Originally Posted by cristi92

$y''+9y=r(t)=\left\{\begin{matrix} 8sin(t),t\in (0,\pi) \\ 0,t \in (\pi,+\infty) \end{matrix}\right. ,y(0)=0,y'(0)=4$

How can I express r(t) using Dirac delta function or Heaviside step function?
I know that Heaviside is the antiderivative of Dirac.
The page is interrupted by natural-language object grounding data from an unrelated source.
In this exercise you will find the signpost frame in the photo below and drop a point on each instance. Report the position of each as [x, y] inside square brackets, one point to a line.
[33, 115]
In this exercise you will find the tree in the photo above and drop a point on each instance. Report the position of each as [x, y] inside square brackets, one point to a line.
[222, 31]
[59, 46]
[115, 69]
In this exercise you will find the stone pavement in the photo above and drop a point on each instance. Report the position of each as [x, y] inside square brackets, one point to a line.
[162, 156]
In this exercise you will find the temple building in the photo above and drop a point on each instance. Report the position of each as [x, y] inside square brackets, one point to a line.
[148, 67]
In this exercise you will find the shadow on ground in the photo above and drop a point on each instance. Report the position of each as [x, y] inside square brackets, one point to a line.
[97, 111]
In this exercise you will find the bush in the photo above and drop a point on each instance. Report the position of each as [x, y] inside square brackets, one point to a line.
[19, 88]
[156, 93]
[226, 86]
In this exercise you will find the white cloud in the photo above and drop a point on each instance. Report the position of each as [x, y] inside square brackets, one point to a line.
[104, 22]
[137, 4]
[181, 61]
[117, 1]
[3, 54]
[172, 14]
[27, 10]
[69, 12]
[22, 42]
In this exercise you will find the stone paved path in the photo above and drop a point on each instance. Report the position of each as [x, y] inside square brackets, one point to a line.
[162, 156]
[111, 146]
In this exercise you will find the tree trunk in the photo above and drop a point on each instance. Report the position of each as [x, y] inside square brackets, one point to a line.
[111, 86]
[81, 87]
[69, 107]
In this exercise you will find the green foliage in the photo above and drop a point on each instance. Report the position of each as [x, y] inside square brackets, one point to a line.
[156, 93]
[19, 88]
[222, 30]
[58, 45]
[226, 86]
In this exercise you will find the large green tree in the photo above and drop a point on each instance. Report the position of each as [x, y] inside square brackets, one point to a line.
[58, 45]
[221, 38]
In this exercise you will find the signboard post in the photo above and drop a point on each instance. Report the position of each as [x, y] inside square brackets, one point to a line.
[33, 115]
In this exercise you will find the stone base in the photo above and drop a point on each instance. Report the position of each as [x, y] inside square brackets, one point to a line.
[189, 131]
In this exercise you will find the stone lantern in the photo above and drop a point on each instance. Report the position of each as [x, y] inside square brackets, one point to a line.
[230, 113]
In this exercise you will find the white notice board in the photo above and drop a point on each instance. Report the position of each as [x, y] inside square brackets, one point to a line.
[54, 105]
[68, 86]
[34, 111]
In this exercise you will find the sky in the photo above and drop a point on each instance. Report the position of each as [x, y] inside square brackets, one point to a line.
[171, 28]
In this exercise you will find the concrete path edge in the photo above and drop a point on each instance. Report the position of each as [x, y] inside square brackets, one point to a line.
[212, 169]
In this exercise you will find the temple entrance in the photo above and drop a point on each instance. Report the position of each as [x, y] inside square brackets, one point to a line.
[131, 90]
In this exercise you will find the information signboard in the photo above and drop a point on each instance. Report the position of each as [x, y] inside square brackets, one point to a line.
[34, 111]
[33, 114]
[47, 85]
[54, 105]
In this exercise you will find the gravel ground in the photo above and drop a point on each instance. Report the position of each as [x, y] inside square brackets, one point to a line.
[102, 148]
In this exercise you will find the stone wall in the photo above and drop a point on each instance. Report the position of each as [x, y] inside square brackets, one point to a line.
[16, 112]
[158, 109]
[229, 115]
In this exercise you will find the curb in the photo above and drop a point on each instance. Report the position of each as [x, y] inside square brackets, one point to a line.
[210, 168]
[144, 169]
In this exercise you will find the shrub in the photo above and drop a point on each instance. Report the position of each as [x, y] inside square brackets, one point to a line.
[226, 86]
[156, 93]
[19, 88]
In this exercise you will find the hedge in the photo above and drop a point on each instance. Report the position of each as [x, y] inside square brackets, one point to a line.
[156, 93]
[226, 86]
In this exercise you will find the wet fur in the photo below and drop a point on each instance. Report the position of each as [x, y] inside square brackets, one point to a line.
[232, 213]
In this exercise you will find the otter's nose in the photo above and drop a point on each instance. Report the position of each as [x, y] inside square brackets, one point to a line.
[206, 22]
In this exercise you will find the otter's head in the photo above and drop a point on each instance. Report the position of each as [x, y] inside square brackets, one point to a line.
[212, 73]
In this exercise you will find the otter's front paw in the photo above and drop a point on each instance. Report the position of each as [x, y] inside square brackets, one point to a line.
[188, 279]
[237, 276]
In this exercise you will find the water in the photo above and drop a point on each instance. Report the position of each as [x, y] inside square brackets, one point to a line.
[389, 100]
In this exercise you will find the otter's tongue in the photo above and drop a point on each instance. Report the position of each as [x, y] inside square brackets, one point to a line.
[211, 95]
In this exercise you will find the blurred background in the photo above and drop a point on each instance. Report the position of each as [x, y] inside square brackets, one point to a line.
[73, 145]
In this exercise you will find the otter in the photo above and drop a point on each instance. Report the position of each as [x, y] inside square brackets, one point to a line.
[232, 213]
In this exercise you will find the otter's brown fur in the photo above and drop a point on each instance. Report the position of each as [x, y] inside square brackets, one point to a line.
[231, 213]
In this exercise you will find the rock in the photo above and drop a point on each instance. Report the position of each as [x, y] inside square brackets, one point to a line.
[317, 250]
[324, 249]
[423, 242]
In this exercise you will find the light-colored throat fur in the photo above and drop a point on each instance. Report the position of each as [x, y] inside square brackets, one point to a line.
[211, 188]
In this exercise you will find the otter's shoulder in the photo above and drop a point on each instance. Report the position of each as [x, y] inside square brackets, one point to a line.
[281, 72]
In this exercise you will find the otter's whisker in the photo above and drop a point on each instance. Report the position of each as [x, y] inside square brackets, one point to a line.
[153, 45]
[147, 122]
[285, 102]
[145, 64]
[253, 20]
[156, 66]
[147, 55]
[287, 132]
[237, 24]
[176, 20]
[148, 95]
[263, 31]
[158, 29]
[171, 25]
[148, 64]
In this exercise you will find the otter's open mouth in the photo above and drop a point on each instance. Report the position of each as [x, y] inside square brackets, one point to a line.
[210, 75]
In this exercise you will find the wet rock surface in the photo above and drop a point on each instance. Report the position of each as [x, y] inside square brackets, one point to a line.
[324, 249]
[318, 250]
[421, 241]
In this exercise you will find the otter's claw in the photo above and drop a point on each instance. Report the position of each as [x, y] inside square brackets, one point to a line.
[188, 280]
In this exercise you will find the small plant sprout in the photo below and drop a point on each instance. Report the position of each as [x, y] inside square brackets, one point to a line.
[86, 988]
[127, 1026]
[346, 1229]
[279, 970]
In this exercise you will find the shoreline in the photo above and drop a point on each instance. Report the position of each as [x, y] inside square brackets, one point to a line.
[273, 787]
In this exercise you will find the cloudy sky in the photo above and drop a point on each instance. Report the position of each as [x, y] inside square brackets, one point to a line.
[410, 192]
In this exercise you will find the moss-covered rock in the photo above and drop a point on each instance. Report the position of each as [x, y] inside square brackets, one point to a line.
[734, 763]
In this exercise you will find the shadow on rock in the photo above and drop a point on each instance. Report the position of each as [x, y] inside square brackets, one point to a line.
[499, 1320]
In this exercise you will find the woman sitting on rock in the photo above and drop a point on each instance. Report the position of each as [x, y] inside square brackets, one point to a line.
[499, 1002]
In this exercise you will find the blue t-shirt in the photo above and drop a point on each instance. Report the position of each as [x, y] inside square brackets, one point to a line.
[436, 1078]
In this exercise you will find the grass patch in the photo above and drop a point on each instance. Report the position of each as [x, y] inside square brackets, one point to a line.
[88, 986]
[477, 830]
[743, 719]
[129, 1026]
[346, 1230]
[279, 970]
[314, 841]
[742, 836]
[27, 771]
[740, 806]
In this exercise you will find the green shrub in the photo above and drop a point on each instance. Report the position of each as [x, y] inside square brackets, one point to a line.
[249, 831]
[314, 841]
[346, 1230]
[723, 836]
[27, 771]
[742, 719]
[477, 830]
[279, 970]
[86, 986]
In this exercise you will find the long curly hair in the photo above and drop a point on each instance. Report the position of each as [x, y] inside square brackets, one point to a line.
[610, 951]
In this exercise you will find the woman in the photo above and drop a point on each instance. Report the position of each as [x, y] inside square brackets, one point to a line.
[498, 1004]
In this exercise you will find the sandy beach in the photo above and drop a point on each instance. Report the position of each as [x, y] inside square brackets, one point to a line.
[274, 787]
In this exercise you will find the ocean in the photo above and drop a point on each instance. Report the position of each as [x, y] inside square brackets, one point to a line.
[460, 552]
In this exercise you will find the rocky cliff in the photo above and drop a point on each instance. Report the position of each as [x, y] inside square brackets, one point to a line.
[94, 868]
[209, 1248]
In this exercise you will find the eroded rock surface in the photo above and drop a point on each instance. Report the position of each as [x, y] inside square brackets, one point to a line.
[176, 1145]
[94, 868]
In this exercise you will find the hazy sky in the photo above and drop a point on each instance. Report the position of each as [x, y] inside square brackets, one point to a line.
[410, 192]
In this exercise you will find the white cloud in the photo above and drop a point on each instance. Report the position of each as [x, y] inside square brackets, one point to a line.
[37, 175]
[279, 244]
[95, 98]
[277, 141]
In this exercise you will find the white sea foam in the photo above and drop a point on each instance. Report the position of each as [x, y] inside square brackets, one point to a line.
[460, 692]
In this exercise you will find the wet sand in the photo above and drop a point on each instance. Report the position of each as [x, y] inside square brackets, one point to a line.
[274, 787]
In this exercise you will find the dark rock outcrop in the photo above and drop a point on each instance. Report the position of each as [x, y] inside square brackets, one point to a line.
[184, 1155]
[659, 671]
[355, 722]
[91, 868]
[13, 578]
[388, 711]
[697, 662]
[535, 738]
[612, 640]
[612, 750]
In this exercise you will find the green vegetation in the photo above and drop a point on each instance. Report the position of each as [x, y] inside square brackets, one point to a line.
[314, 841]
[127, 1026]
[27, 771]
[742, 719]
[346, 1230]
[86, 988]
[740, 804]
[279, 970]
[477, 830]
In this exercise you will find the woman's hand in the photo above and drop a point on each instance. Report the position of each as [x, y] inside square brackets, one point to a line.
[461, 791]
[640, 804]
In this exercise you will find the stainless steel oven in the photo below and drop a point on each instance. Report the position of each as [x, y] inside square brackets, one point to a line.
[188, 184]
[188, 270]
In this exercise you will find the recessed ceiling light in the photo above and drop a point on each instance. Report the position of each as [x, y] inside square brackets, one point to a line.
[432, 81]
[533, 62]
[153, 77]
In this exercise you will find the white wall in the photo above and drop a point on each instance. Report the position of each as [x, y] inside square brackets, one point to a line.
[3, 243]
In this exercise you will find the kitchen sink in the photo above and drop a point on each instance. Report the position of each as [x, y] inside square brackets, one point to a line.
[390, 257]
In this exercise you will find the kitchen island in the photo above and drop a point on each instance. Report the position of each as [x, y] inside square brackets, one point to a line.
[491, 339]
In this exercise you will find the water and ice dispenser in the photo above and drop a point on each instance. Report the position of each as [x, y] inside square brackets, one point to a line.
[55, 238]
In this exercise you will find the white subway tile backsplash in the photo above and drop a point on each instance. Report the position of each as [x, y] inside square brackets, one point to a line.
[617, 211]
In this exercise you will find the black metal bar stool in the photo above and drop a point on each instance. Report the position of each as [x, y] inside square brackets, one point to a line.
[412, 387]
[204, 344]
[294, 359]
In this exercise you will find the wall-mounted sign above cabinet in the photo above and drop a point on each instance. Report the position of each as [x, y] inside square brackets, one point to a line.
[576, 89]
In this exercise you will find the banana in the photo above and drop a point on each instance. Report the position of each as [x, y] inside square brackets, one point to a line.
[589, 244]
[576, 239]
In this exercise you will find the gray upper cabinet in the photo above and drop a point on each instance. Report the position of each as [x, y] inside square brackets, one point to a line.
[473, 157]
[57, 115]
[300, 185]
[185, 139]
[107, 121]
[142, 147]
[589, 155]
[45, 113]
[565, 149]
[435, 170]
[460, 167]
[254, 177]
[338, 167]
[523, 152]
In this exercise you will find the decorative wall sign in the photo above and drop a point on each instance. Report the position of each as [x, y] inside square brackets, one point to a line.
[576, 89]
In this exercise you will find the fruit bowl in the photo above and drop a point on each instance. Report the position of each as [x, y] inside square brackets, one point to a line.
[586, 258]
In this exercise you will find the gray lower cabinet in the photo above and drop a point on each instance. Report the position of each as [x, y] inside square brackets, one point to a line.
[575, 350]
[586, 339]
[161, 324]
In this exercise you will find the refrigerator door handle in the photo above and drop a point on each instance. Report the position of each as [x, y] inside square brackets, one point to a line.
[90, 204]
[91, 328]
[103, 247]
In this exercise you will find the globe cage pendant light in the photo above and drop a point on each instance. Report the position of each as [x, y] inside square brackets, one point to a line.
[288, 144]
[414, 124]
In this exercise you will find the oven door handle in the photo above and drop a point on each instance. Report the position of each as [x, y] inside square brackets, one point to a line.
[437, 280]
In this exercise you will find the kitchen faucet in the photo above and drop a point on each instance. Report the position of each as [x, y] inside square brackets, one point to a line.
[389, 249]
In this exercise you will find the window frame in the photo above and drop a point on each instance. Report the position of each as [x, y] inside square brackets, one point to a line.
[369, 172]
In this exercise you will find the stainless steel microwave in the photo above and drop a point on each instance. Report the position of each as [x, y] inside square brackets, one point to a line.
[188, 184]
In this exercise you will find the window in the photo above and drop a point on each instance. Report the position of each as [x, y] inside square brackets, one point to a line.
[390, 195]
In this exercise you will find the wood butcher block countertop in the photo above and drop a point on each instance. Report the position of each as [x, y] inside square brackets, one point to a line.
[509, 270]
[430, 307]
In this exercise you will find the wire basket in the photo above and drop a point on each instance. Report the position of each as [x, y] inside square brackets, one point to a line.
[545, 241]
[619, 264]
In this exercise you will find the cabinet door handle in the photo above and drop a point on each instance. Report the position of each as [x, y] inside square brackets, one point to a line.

The Heaviside function, H(x), has the value 0 for x< 0, 1 for x> 0. Here, you have to move that "cut point" to x= 1 and reverse ">" and "<". We can do that using
H(1- x). When x< 1, 1- x> 1 so H(1- x)= 1. When x> 1, 1- x< 0 so H(1- x)= 0. You want 8sin(t) for t< 1, 0 for t> 1 so you want 8sin(t)H(1- t).

Quote:

$H(x)=\left\{\begin{matrix} 0, x<0 \\ 1,x\geqslant 0 \end{matrix}\right.$

$\delta(x)=\left\{\begin{matrix} +\infty, x=0 \\ 0,x\neq 0 \end{matrix}\right.$

EDIT:

$r(t)=8sin(t)*(1-u(t-\pi))$
$L(r(t))(s)=L(8sin(t))(s)-L(8sin(t)*u(t-\pi))$
$L(8sin(t)*u(t-\pi))(s)=8*e^{-\pi s}*L(sin(t+\pi))=-8e^{-\pi s}\frac{1}{s^{2}+1} =>$
$L(r(t))(s)=8\frac{1}{s^{2}+1}+8e^{-\pi s}\frac{1}{s^{2}+1}$
then i got
$Y(s)=\frac{8e^{-\pi s}+4s^{2}+12}{(s^{2}+1)(s^{2}+9)}$

I believe that I have to use the Frequency shift property to get rid of $e^{-\pi s}$ , but how?
$L(e^{at}f(t))(s)=F(s-a)$